Background technology
Morpholine is important fine chemical product raw material, has a wide range of applications in fields such as agricultural chemicals, medicine, dyestuff and rubber.The synthetic main method of morpholine is diethylene glycol (DEG) catalysis ammonia solution cyclisation method at present, and generation efficiency is low, energy consumption is high.Reduce the synthetic energy consumption of morpholine and cost, need to prepare function admirable, be applicable to the catalyst of different process route and raw material route.Diethylene glycol (DEG) catalysis ammonia solution cyclisation method synthesize morpholine process route has intermittently synthesis technique and the continuous synthesis technique of gas-solid catalysis of gas-liquid-solid three-phase catalysis, because the continuous synthesis technique of gas-solid catalysis has, catalyst consumption is few, production efficiency advantages of higher, is current domestic main morpholine synthesis technique.But there is the deficiencies such as selective concentration not high enough and charging diethylene glycol (DEG) is low in the continuous synthetic catalyst of gas-solid at present, has increased to a certain extent the difficulty of producing.For example Chinese patent [application (patent) number] the 200410010816.9 continuous synthesize morpholine catalyst of disclosed a kind of diethylene glycol (DEG) ammonification and techniques thereof, although employing pellet catalyst, but dipping effect is good not, the catalyst obtaining only just obtains higher morpholine yield in the time that raw material diethylene glycol (DEG) concentration is lower, and production efficiency is low.The synthetic raw material of morpholine is diethylene glycol (DEG), ammonia and hydrogen, does not openly report that useful nitrogen replaces the situation of hydrogen partial.
Summary of the invention
The inventor after research and testing, taking Ni-Cu-Zn-Mg as active component, Al
2o
3bead is in the catalyst preparation process of carrier impregnation synthesize morpholine, adopts ultrasonic wave dipping, prepares a kind of gas and solid phase catalyzing synthesize morpholine catalyst that floods that efficiency is high, catalytic performance good, can replace with part nitrogen hydrogen.

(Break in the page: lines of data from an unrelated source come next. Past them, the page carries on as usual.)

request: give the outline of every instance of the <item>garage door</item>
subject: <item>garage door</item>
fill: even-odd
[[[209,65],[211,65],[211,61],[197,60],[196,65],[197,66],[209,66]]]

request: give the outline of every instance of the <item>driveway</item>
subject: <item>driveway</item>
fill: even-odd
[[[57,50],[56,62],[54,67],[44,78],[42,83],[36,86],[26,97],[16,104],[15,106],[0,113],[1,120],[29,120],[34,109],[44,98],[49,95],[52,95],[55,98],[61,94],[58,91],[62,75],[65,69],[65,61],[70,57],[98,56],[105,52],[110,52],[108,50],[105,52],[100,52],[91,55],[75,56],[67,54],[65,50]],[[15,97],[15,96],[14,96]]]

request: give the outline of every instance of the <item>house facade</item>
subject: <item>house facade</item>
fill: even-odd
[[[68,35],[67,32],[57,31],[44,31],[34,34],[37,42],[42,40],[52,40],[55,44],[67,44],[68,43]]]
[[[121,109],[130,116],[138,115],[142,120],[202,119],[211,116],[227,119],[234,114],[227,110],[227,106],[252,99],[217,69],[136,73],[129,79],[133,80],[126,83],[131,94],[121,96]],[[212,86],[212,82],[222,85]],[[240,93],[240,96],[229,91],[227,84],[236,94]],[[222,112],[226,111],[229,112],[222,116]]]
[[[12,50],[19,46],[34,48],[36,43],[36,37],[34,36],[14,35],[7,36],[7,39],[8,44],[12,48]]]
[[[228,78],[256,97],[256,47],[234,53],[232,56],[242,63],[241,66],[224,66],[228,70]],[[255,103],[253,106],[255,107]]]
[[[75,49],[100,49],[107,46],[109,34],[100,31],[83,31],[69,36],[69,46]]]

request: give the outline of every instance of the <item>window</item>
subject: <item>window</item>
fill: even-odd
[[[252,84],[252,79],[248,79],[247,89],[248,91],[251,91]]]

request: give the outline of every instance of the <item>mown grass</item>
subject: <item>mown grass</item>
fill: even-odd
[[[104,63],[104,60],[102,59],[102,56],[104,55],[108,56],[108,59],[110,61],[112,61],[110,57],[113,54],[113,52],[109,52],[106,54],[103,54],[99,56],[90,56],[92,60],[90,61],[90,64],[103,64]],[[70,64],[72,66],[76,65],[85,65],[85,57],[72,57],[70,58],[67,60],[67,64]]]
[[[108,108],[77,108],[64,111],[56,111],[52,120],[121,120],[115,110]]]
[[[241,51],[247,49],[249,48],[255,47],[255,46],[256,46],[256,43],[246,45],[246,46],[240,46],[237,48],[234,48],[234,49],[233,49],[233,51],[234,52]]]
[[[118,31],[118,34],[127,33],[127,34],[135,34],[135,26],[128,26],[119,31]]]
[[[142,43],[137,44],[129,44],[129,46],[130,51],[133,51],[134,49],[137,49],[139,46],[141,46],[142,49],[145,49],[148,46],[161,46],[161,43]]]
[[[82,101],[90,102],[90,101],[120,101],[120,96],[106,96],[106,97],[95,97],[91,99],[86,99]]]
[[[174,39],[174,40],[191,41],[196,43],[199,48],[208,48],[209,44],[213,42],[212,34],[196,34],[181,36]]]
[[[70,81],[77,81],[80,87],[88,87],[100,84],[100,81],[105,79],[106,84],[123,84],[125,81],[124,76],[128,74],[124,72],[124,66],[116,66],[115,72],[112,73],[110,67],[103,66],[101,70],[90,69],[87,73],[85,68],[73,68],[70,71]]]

The catalyst of synthesize morpholine of the present invention is with Al
2o
3for carrier, taking Ni, Cu, Zn and Mg as active constituent, the Al that its preparation method is is 1~4mm diameter
2o
3bead is roasting 3~6h at 600~900 DEG C, and cool to room temperature obtains pre-activated carrier, adds by Cu: Ni: Zn: Mg=1: 0.40~1.00: 0.30~0.90: 0.10~0.20 mole of proportioning compound concentration is 1~5molL
-1nitrate mixed solution, at 40~80 DEG C with ultrasonic power dipping 30~200min of 100~500W; Then filter out bead, by bead after dry at 100~130 DEG C at 350~600 DEG C of roasting 3~5h, naturally cool to room temperature and obtain these four kinds of active component quality of Ni, Cu, Zn and Mg and account for the catalyst of the gas and solid phase catalyzing synthesize morpholine of carrier quality 10~30%.
The synthesize morpholine catalyst that the present invention prepares is filled in gas-solid and fixes bed bioreactor, after hydrogen reducing activation, is that 180~250 DEG C, pressure are that 1.3~2.5MPa, diethylene glycol (DEG) liquid air speed are 0.1~0.3h in temperature
-1, ammonia: (hydrogen+nitrogen): diethylene glycol (DEG)=3~10: 20~30: 1 and hydrogen: nitrogen=1: while use for 0~6 time, diethylene glycol (DEG) conversion ratio is 87.7%~99.9%, morpholine be selectively 85%~91%.
Compare with current synthesize morpholine gas and solid phase catalyzing agent, employing ultrasonic wave dipping, not only dip time can shorten more than 5 times, and can make the active component content of catalyst and specific area increase, thereby increase the activity of catalyst, its raw material can use nitrogen to replace hydrogen partial, consists of hydrogen: nitrogen: ammonia=3: 1: 0.1~0.3 tail gas thereby can directly use synthetic ammonia to discharge.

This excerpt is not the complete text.